E certamente, não por ser essa a sua vontade, mas por ter sido a única forma que encontrou, em nossa sociedade capitalista e preconceituosa, para trabalhar, prover suas necessidades elementares, e sustentar sua casa.
De mais a mais, as autoridades competentes deveriam combater e prender, para fazer processar e condenar, os verdadeiros mantenedores da “pirataria”, cujos nomes e endereços, com pequeno empenho investigatório, certamente descobririam.
Enquanto tal não ocorre, não é justo que se queira responsabilizar e punir o pobre vendedor ambulante que, sem outra opção de trabalho, expõe à venda, em sua banca improvisada, alguns produtos “pirateados”, sabidamente, com margem de lucro irrisória, suficiente apenas para a subsistência.” [[2]]
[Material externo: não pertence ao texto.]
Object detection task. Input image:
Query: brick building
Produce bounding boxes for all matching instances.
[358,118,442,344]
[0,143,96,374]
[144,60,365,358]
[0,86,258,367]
A decisão parece ser justa e atender ao princípio da equidade, pois a violação da propriedade industrial foi equiparada ao furto famélico. Furtar algo para comer quando se tem fome não é considerado crime há mais de um século pela jurisprudência brasileira.
Justiça e realidade, porém, não se ajustaram bem nesta decisão. Ao legitimar a pirataria o TJSP pode afetar, mesmo que de maneira não intencional, a política externa do Brasil. O Tribunal paulista não tem, entretanto, competência para tratar de política externa. Ao decidir os processos sob sua jurisdição o TJSP deveria ter feito cumprir a legislação que assegura a propriedade industrial e reprime a pirataria, mas optou por fazer exatamente o oposto. A decisão acima transcrita pode e deve ser objeto de recurso. Não só isto, a rebeldia contra a Lei Federal manifestada na decisão, o fato do TJSP ter invadido por vias transversas a competência do Itamaraty para comprometer a política externa do país pode até mesmo ser o fundamento para uma intervenção federal em São Paulo.
Quem aplica o Direito nos Estados não pode brincar de fazer justiça, não tem o direito de legislar e de invadir a esfera de competência dos órgãos do Executivo Federal. Ordem não se alcança com rebelião. Progresso não há quando o Tribunal paulista rejeita implicitamente a política externa adotada soberanamente pela Federação.